Previous approaches that sum congeners essentially assign equal weights to all PCBs and, thereby, may not fully account for influential compounds. Gennings et al. [10
] develop a novel method where differential weights are assigned to chemicals in a linear combination according to an optimization procedure, thereby allowing subsets of congeners to be differentially associated with the outcome. Methods such as PCA produce weighted sums of congeners on the basis of observed variability of the congeners in the mixture without accounting for specific of each congener on the outcome under study. Moreover, the weights in the linear combination need not be directly related to individual influences. In the BBN approach, the relative contribution of congeners in the mixture can be evaluated with regard to the analytic model as they are derived from the data resulting added flexibility. The BBN approach can serve as a tool for determining the relative influence of chemicals in a mixture when limited information is available to advise the investigator, and in generating testable hypotheses for future research.

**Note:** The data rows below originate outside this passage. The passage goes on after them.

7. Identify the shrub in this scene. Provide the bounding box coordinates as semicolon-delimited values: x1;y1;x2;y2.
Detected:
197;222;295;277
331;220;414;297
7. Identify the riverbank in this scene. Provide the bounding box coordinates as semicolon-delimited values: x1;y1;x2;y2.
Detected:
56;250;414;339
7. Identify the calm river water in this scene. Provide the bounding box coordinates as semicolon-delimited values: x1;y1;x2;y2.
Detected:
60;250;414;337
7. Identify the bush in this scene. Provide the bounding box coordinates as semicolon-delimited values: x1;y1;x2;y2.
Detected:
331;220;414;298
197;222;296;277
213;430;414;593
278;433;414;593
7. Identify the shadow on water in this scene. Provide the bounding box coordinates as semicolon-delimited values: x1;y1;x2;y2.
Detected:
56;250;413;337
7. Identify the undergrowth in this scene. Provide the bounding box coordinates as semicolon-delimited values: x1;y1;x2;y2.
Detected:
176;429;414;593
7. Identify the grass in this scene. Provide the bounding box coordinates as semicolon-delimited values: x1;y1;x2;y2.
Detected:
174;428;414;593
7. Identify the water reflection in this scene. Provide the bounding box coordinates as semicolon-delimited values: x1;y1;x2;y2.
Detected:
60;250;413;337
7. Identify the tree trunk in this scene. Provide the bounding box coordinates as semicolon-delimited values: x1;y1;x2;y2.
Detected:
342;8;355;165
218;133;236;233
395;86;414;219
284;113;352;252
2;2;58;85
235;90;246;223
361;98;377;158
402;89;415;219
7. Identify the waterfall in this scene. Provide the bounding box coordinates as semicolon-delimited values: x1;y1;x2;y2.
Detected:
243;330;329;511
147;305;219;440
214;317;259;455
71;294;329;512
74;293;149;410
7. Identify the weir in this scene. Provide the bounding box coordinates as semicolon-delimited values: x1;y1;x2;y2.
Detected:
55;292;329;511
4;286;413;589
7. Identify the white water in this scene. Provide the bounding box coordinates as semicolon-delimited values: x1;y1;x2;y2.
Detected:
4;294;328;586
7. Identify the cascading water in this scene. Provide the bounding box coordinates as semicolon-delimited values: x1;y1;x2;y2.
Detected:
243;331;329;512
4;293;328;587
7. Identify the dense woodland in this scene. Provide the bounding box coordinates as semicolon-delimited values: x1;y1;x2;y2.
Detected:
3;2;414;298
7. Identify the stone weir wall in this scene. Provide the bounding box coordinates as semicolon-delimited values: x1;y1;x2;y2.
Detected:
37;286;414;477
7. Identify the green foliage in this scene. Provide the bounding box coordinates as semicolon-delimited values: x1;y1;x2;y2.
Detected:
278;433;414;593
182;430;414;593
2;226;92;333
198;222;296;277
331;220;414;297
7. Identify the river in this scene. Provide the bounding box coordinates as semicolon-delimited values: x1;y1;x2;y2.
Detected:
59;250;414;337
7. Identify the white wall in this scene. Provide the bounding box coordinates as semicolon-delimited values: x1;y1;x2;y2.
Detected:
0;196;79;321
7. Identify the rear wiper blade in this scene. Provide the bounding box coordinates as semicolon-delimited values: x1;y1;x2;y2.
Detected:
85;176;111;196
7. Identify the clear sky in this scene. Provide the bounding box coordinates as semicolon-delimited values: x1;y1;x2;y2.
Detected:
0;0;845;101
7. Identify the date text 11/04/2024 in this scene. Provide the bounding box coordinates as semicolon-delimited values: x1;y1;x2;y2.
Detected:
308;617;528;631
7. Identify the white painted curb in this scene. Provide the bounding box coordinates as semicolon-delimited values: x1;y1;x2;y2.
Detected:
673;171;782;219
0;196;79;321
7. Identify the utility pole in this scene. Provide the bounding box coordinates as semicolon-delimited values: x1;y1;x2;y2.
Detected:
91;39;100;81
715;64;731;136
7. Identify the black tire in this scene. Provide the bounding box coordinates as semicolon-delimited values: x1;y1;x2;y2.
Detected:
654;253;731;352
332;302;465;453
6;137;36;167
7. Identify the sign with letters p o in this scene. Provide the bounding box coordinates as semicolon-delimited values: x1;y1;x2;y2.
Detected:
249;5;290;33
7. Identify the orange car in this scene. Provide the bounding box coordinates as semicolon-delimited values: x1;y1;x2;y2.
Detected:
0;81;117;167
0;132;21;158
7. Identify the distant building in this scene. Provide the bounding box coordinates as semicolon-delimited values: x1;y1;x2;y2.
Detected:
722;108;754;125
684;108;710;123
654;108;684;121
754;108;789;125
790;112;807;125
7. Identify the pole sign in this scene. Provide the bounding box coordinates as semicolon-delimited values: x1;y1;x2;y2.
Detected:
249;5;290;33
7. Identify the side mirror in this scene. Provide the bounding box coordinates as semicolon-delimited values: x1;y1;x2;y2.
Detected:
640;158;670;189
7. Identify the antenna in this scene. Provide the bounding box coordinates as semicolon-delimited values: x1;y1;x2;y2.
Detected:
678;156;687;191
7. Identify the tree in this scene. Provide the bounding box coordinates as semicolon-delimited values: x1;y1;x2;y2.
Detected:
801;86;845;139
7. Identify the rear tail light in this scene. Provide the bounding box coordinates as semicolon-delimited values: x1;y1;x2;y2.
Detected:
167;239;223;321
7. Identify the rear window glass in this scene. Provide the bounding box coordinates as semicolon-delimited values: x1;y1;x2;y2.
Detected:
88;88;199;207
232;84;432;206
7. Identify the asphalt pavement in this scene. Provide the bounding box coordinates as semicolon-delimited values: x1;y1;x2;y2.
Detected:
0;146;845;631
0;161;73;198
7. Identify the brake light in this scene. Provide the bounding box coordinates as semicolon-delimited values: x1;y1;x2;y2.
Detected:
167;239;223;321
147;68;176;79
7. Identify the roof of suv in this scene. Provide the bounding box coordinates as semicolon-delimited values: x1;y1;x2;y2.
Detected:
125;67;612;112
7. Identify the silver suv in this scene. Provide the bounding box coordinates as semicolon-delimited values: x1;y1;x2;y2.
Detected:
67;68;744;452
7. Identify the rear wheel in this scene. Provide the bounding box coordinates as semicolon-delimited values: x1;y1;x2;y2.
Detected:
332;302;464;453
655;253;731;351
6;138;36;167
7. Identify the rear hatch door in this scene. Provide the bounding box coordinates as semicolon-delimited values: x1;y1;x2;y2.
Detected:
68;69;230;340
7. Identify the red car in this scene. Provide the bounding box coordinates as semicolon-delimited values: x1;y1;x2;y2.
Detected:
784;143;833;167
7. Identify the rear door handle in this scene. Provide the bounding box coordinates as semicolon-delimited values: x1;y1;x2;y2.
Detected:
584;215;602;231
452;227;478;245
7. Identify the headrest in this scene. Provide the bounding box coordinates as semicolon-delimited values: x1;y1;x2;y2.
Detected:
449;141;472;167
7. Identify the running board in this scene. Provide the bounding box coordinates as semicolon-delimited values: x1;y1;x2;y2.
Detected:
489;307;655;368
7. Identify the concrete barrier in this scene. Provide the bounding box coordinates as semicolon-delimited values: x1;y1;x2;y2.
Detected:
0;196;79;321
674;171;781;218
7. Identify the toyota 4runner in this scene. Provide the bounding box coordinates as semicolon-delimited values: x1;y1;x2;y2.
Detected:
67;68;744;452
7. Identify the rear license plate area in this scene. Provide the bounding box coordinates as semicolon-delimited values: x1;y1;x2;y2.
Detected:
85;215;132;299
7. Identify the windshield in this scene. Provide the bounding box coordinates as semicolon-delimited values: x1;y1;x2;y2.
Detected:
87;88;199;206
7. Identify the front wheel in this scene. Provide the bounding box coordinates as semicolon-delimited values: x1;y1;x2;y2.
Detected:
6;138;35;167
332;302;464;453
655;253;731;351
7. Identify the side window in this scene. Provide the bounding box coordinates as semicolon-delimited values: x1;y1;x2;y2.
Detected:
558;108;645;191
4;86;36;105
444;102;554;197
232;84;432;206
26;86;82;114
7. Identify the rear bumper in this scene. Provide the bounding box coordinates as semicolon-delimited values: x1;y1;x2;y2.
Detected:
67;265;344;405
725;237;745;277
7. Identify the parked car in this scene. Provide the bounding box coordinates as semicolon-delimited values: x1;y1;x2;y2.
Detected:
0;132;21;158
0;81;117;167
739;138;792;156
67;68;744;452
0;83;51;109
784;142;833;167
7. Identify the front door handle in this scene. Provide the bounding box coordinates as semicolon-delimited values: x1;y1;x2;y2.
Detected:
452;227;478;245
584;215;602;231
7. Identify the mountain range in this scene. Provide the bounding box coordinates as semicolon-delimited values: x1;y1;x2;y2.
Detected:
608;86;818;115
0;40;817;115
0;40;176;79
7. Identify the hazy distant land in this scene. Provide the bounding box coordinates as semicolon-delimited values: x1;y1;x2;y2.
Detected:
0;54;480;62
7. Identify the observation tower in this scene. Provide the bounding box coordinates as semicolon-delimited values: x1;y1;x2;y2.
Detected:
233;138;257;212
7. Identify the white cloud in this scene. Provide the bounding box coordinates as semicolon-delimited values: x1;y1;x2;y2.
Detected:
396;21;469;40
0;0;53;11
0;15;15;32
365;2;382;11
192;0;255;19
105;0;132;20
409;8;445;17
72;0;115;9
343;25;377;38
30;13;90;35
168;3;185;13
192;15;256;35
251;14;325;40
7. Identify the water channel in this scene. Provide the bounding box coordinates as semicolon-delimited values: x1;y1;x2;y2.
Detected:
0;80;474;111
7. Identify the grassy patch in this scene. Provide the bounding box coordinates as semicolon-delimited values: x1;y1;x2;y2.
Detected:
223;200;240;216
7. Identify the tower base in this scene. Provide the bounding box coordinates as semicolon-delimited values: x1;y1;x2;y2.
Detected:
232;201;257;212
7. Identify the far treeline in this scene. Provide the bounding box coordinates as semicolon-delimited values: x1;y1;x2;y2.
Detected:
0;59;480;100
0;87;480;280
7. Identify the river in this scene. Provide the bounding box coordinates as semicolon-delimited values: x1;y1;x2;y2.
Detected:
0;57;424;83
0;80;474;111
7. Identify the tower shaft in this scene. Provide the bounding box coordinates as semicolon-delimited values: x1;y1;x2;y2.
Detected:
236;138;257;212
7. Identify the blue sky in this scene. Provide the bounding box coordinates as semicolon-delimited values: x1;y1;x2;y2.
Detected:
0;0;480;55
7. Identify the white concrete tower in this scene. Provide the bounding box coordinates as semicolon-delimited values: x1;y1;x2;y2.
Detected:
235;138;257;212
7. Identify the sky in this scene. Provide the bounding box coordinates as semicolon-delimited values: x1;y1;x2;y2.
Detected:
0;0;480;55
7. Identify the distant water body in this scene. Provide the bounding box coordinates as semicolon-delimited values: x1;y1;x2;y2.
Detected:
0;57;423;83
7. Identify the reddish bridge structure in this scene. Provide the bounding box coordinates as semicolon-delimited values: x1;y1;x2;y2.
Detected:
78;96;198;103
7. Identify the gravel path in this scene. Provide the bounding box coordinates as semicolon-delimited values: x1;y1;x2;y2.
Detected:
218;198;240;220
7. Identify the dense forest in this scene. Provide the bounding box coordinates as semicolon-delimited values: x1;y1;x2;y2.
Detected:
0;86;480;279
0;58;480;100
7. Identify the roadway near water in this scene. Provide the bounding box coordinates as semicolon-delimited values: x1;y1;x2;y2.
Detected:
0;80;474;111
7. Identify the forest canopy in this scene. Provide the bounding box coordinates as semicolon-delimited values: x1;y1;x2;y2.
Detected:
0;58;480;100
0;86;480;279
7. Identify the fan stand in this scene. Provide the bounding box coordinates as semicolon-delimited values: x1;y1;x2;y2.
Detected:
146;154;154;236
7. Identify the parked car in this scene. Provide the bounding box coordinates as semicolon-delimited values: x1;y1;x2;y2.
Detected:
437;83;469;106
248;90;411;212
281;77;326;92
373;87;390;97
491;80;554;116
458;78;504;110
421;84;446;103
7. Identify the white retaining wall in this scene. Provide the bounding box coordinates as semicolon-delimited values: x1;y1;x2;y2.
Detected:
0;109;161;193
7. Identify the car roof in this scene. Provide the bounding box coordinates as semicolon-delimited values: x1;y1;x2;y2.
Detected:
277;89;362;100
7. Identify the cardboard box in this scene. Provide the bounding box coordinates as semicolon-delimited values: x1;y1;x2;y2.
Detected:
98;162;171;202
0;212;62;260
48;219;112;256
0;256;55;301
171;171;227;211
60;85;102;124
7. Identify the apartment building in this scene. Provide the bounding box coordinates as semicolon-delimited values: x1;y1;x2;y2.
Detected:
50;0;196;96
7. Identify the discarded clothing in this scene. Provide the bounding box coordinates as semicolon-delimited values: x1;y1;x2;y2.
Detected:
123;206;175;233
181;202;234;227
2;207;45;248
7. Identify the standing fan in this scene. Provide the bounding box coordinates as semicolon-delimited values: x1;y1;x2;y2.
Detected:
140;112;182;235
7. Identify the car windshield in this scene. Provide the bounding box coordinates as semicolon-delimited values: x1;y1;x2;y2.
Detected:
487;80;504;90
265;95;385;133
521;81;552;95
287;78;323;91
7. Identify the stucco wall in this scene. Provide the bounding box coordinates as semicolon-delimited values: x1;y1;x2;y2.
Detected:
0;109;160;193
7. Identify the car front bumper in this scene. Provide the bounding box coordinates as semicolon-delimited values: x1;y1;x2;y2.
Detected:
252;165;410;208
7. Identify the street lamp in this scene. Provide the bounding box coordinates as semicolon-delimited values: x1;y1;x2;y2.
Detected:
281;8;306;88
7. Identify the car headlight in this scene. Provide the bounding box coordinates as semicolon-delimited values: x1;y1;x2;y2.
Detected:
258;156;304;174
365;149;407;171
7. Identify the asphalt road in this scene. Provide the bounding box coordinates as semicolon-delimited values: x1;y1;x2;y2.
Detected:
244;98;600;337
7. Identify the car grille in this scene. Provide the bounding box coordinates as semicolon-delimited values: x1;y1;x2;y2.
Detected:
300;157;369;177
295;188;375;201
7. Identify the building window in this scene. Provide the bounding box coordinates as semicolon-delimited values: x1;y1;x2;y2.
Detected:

Of all the PCB congeners assessed, #114 was most informative for endometriosis in this cohort of women. The extent to which #114 is etiologically associated with endometriosis awaits corroboration, but hopefully illustrates the utility of the BBN approach for identifying possible etiologic signals driving observed health effects for a particular cohort or study sample. Still, the biological interpretation of congeners identified as relevant to human health or disease outcomes through BBN approaches requires toxicologic and other biologic input. As with any modeling approach, our findings are dependent upon valid and reproducible laboratory measurements in the context of biologically plausible specified models. Clearly, a team science approach is needed in building the BBN and in interpreting the results. However, compounds identified as being important for disease outcomes may warrant subsequent experimental research aimed at determining mechanistic pathways to aid in the interpretation of findings including possible statistical artifacts.